Visa expects U.S. holiday spending to rise again in 2025, but says inflation rather than true volume growth will drive much of that increase. In its latest Visa Business and Economic Insights Holiday Spending Outlook, the company forecasts solid top‑line gains even as real, inflation‑adjusted spending looks more subdued.

Headline growth vs real spending

For the 2025 holiday period from November 1 to December 31, Visa is calling for total U.S. retail sales (excluding auto dealers, gas stations, and restaurants) to grow about 4.6% year over year. After adjusting for higher prices, real spending—used as a proxy for foot traffic and unit volume, is expected to rise by roughly 2.2%, down from about 2.5% last season.

Inflation on holiday‑related goods is catching up with the broader CPI. Recreational goods alone, which account for around 30% of Visa’s holiday CPI basket, saw prices rise about 3.1% year over year in September, pushing dollar sales higher even when shoppers are not buying significantly more items.

Households plan higher gift budgets

Despite economic uncertainty, consumers surveyed by Visa in October 2025 say they plan to spend an average of $736 on holiday gifts, up roughly 10% from about $669 reported in 2024. That increase reflects both resilience and the reality of higher prices across many gifting categories.

The strongest growth is coming from older shoppers. While Gen Z, Millennials and Gen X expect to lift holiday spend by around 5% to 7%, baby boomers are planning a jump of about 21%, to an average of roughly $855. At the same time, nearly 20% of consumers say they will spend less this season, citing limited extra income or weaker confidence in the economy.

Income supports spend as inflation bites

One reason spending is holding up is nominal income. Visa notes that nominal personal income growth remains solid, even as real (inflation‑adjusted) disposable income growth has moderated. That dynamic allows households to keep spending similar or higher dollar amounts even though their purchasing power is constrained.

For retailers, the picture is more nuanced. With nominal holiday sales expected to grow 4.6% but real spending only 2.2%, many will see healthy transaction values yet feel pressure on unit sales, inventory turnover and margins. An extra shopping day in the 2025 season offers a small boost, but does not change the underlying inflation story.

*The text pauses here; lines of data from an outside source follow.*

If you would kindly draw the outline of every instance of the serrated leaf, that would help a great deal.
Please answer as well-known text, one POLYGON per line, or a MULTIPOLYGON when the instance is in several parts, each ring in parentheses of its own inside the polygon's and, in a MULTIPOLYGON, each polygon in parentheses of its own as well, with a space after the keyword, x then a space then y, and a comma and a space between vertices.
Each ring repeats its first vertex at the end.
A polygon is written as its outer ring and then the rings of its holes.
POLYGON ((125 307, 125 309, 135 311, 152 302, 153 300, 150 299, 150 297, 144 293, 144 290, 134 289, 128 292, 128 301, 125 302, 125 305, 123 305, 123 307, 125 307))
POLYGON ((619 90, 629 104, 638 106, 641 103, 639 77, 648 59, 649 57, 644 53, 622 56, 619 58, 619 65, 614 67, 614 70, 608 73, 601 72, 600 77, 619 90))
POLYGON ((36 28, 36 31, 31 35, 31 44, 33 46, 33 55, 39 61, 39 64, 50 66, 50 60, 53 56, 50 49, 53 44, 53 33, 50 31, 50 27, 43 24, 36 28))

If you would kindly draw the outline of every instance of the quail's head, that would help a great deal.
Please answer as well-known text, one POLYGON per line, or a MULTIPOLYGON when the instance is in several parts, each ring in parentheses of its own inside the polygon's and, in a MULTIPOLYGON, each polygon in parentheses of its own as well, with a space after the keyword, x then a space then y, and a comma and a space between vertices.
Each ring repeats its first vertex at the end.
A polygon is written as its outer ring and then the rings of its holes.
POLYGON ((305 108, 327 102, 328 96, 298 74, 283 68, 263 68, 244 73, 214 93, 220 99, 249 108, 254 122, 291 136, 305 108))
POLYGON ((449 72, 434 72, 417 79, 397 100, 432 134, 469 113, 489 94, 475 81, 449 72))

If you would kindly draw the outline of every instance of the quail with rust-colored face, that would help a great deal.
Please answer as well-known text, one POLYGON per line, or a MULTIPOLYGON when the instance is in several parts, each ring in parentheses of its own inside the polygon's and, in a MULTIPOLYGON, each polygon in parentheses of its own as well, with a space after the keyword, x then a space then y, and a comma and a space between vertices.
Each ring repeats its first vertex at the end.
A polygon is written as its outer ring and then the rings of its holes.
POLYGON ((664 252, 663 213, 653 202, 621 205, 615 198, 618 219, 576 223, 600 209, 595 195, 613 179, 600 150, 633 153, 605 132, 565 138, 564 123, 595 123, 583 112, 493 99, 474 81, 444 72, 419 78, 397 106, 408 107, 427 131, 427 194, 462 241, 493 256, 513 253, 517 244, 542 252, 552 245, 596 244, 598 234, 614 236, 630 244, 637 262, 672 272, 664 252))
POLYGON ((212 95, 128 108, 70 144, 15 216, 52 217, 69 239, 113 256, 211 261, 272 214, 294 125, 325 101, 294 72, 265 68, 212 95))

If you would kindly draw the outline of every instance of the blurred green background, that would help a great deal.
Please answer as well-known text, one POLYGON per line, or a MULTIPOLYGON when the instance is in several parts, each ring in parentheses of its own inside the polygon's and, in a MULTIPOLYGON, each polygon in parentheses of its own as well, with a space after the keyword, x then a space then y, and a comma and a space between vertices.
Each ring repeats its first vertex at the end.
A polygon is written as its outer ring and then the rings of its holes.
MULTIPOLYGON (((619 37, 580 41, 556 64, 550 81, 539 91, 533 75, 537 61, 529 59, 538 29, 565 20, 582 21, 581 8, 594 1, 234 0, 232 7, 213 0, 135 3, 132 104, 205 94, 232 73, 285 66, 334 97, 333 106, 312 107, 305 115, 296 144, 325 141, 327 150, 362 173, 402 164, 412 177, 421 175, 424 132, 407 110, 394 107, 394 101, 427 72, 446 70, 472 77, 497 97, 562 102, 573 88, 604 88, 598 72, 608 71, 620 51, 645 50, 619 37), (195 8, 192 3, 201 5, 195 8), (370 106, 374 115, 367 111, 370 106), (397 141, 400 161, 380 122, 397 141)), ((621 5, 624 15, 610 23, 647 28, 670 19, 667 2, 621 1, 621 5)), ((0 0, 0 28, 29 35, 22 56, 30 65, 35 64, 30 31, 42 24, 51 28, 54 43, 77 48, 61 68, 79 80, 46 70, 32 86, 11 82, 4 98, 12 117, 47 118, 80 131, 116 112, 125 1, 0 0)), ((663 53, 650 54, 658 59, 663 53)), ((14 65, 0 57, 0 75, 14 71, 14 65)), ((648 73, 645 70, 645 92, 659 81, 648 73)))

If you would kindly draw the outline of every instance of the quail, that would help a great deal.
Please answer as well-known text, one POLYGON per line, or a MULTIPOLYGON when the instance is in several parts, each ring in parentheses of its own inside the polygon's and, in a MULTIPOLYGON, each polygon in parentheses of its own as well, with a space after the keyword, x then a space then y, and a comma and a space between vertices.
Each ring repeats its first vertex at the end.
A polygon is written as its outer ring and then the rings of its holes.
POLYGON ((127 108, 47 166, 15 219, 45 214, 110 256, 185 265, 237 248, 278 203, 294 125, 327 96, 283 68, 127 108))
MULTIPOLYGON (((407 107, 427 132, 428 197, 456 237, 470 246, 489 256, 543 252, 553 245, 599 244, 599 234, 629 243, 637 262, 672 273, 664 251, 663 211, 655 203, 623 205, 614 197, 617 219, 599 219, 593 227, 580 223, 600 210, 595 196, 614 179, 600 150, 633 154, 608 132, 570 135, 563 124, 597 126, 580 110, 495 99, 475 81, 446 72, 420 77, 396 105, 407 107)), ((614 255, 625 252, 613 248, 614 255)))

Earlier, more digital holiday shopping

The report underscores that holiday shopping is now spread across the full fourth quarter. More than 57.7% of consumers say they start holiday shopping in October, driven by early promotions, sales and concerns about product availability. Nearly 48% plan to do more than half of their holiday shopping online, reinforcing the ongoing shift toward digital channels.

When Visa broadens its definition to include October, holiday sales are expected to rise about 4.5% year over year, slightly below the 4.8% pace recorded in 2024. That suggests early‑season demand remains solid but is not accelerating dramatically compared with last year.

Resilient but inflation‑heavy season

Overall, Visa describes Holiday 2025 as a season where spending resilience is “tempered by reality.” The roughly 2.4‑percentage‑point gap between nominal growth of 4.6% and real growth of 2.2% highlights how much of the increase comes from higher prices rather than more goods in carts.

For the broader payments and retail ecosystem, that means strong dollar volumes but more complex unit economics. For consumers, it points to a season where careful budgeting, earlier shopping and strategic deal‑hunting will be key to stretching holiday budgets in an environment where almost everything costs more.